Kavashe is currently leading efforts by local vehicle assemblers and manufacturers to convince the Government to procure the buses locally.
If the Government mobilises funding in the current financial year and kicks off the project, the Isuzu CEO will have a busy 2019 that could bring billions of shillings in revenue for Kenya’s industry.
Wandia Gichuru, Lion’s Den
Wandia Gichuru was crowned the top female CEO in November in a ceremony that capped a busy 2018 for the co-founder of retail clothing brand Vivo Activewear.
Ms Gichuru co-founded Vivo Activewear as a single store in 2011 before it became one of Kenya’s biggest locally owned fashion brands, raising her profile as one of the leading female entrepreneurs. For two years, she has been one of the judges in the KCB Lions Den show where she listened to pitches from dozens of prospective business owners and decided whether they would receive financing.
Earlier this year, Gichuru announced she would be leaving the show to the dismay of many followers of the investment programme, citing the demanding schedule of running her business and attending to the show.
“I completely love Lions’ Den,” she said in an interview with the Standard’s Hustle magazine. “I think it’s much bigger than just a show. Apart from offering entertainment, it’s an opportunity for people to learn.”
“The challenge for me was the time needed, and my own business is still in the growth phase,” she explained. “I recognised that having done it for two years, it was time consuming – not just the filming part, but following up on entrepreneurs’ deals and conversations.”
Auditor General Edward Ouko
Auditor General Edward Ouko in 2017 survived a petition in Parliament to remove him from office as well as attacks by Uhuru after he raised a storm tracking down the proceeds of Kenya’s first Sh200 billion Eurobond.

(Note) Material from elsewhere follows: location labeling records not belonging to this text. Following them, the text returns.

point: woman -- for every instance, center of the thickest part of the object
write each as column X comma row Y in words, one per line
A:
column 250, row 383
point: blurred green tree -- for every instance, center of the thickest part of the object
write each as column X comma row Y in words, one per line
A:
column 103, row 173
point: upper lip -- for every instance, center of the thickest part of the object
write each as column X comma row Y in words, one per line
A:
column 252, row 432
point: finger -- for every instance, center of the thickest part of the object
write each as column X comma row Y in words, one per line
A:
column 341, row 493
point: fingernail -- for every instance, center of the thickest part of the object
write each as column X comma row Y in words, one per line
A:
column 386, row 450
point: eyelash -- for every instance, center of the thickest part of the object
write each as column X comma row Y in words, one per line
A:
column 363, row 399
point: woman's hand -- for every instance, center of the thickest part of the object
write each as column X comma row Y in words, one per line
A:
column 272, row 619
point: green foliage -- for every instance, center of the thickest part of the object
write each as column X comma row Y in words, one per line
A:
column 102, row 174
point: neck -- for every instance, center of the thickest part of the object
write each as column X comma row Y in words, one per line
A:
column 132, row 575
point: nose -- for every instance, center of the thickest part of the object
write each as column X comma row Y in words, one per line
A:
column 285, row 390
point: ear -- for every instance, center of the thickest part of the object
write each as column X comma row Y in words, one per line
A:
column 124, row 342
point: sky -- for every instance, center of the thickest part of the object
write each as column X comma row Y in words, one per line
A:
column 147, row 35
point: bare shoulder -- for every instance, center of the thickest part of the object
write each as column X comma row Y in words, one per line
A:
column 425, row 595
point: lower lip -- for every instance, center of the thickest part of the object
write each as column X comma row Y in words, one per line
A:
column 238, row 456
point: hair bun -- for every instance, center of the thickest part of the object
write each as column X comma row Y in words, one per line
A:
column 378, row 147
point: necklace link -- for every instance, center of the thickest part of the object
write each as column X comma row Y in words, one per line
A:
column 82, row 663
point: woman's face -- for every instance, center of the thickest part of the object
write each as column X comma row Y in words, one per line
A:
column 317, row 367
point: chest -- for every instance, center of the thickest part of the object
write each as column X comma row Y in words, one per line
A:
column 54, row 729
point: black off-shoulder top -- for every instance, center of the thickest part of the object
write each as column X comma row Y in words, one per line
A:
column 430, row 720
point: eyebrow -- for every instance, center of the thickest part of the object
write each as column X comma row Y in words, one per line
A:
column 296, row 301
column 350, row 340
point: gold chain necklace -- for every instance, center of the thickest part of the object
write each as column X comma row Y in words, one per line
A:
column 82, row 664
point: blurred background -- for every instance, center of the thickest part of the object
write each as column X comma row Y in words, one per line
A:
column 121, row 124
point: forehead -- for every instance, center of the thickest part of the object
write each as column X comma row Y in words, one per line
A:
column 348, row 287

This year, the career accountant once again went on the warpath revealing rampant corruption at several State corporations and county offices.
Mr Ouko, who is a Fellow of the Institute of Chartered Accountants of England and Wales (FCA) and is a co-opted council member representing Africa, is much-revered in public finance.
Before his appointment to the post in 2011, he served as the Auditor General at the African Development Bank where he directed the audit function and was also in charge of the anti-corruption and fraud function for several years.
Just this month, Ouko made headlines when an alleged leaked memo from his office revealed that the Kenya Ports Authority may lose ownership of the Port of Mombasa after it was used as collateral for the loan to construct the Standard Gauge Railway.
The Auditor General, who has since disowned the memo, will be hard pressed to clarify and make public the terms of the loans Kenya owes to China amid growing concerns of the country falling into a debt trap.
Sylvia Mulinge, Safaricom and Vodacom
Relations between Kenya and Tanzania have been dogged by mistrust in the past and 2018 was not different.
A trade war that had been simmering between the two East African Community neighbours since 2016 boiled over last year as revenue authorities in respective countries introduced a series of tariffs against each other. The tariffs hit manufacturers and exporters in both countries with exports to Tanzania recording a significant 37 per cent decline from Sh34 billion recorded in 2016 to Sh22 billion recorded in 2017.
However, it was Tanzania’s refusal to give Safaricom executive Sylivia Mulinge a work permit that underlined the frosty relations between the two countries.
In June this year, Vodacom Tanzania appointed Sylvia Mulinge as CEO but after three months of deliberations Tanzania’s Labour Commissioner denied to issue her with a work permit, forcing the company to select another candidate.
“Vodacom Tanzania remains fully committed to identifying a candidate that will not only inspire confidence in investors but also have the requisite governance capability as CEO of a listed company,” said the company in a statement.Mulinge returned to Safaricom where she is now the Chief Customer Officer.